If you’ve ever wanted to see works of art hanging in the National Gallery of Art without having to leave the Pacific Northwest, now is your chance.
The Whatcom Museum in Bellingham opened a new exhibit this month, featuring French paintings on loan from the gallery, which is based in Washington, D.C.
The museum is one of ten selected to be a part of this year’s “Across the Nation” program, where the National Gallery loans out major works of art to be displayed in different cities.
The Whatcom Museum says it received three French masterworks on long-term loan that will be on view in a new exhibition called Verdant.

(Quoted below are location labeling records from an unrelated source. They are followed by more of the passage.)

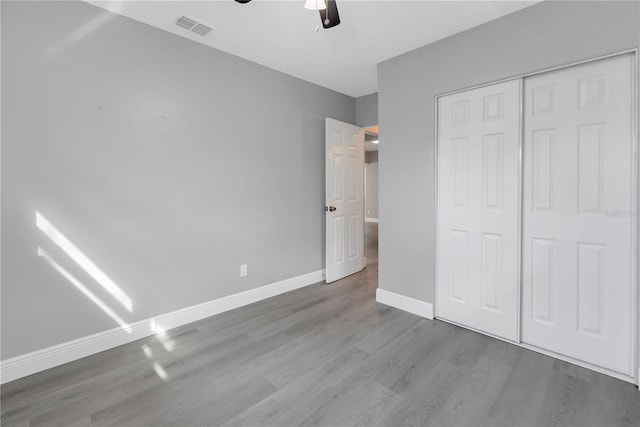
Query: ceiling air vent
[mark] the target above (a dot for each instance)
(201, 29)
(193, 25)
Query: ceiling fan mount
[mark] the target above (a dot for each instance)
(328, 15)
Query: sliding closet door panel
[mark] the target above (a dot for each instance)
(578, 212)
(478, 193)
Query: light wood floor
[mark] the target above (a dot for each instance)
(322, 355)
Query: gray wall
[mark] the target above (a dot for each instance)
(539, 37)
(367, 110)
(165, 162)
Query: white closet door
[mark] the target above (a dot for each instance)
(578, 212)
(478, 199)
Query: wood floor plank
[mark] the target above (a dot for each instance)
(321, 355)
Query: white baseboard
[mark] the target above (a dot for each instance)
(30, 363)
(411, 305)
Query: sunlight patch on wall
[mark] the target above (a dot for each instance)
(75, 282)
(83, 261)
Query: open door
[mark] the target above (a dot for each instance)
(344, 207)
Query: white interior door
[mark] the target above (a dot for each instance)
(344, 199)
(578, 212)
(478, 208)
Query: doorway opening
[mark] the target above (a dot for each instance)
(371, 193)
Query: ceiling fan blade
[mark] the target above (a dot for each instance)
(329, 16)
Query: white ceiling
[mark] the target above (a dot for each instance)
(281, 34)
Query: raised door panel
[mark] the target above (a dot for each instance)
(478, 199)
(345, 192)
(578, 213)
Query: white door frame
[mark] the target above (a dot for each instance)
(635, 331)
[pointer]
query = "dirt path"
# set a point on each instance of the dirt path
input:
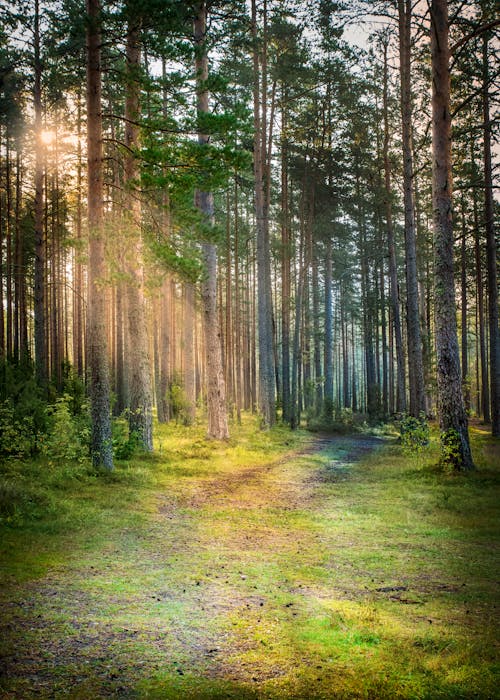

The exhibition opened Feb. 14.
The paintings are “The Battle of Love” by Paul Cézanne in 1880, “Still Life with Sleeping Woman” by Henri Matisse in 1940 and “Picking Flowers” by Auguste Renoir in 1875.
“In the Pacific Northwest, it is a rare opportunity to experience movement-defining paintings such as these that shifted the paradigm in pictorial representation in the late 19th and early 20th centuries,” said Whatcom Museum Chief Curator Amy Chaloupka in a news release. “Radical in their day, Renoir, Cézanne, and Matisse expanded the ways artists could envision the world, with ripple effects that extended across generations and to the artists well known in our region.”
The exhibit will be open through 2026 in the museum’s Lightcatcher Building.
The Whatcom Museum says it has added new program to provide free museum admission for students in grades K-12.